Texans testify before Senate committee on frustrations over illegal border crossings

One by one, Texans who live along the southern border voiced their anger and frustration while testifying before the Senate Committee on Border Security.

"It's like a war zone in Van Horn, Texas. You can't go out unless you're armed," Kathy Rising said.

"They are scared when they walk their dogs. They are fearful to sit on the porches. They're constantly looking around for illegals," Rhonda Marcourt said.

They said illegal border crossings are out of control.

"If illegals are running through my yard, the border is not secure," Marcourt said.

The sheriff of Terrell County, located in the Big Bend region, agrees.

"Our apprehensions are up about 460%," Terrell County Sheriff Thaddeus Cleveland said.

The residents said their ranches are getting trashed.

"The damage to homes, infrastructure, crops, and livestock operations, is visible in every one of our counties," said Harles Maylee, with the South Texans Property Rights Association.

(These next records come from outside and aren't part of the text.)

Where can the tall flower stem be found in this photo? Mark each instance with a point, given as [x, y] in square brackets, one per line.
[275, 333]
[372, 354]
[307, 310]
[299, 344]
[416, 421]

The committee is considering several bills aimed at addressing problems at the border.

SB 1133, which was voted out to the full Texas Senate, would pay for some of the damage.

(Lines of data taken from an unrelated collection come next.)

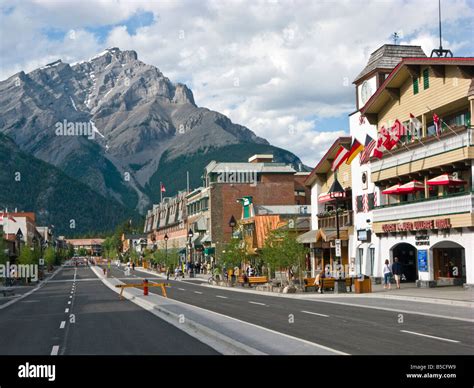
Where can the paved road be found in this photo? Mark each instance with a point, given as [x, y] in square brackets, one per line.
[40, 323]
[350, 329]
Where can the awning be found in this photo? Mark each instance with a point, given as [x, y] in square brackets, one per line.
[326, 197]
[307, 238]
[446, 180]
[314, 236]
[392, 190]
[331, 234]
[411, 187]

"The issue is dealing with property. I've seen it myself," Sen. Chuy Hinojosa said.

Other bills, like SB 1403, seek to increase the minimum prison sentence for certain criminal offenses involving human smuggling.

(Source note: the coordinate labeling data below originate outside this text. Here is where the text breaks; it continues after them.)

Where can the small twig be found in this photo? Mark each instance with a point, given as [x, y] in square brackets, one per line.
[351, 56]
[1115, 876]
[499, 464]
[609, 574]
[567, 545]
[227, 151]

"You're going to have some natural tension between the federal and the state government," constitutional law attorney David Coale said.

Coale said there has been a growing perception over the last few years that problems along the southern border have gotten worse without federal intervention.

"And that's what's prompting a lot of these bills now," he added.

MORE: Border Security Coverage

But even if they pass this legislative session, Coale said the state faces an uphill battle.

The federal government, under the constitution, has exclusive authority to regulate matters related to immigration.

So Coale believes the state could end up in court down the road.

"Some of them are dead on arrival when they hit the courts. Others may well have some legs because they're able to get around the charge that they're trying to regulate immigration policy and really are focused just on issues that are traditionally within state regulatory bounds," he explained.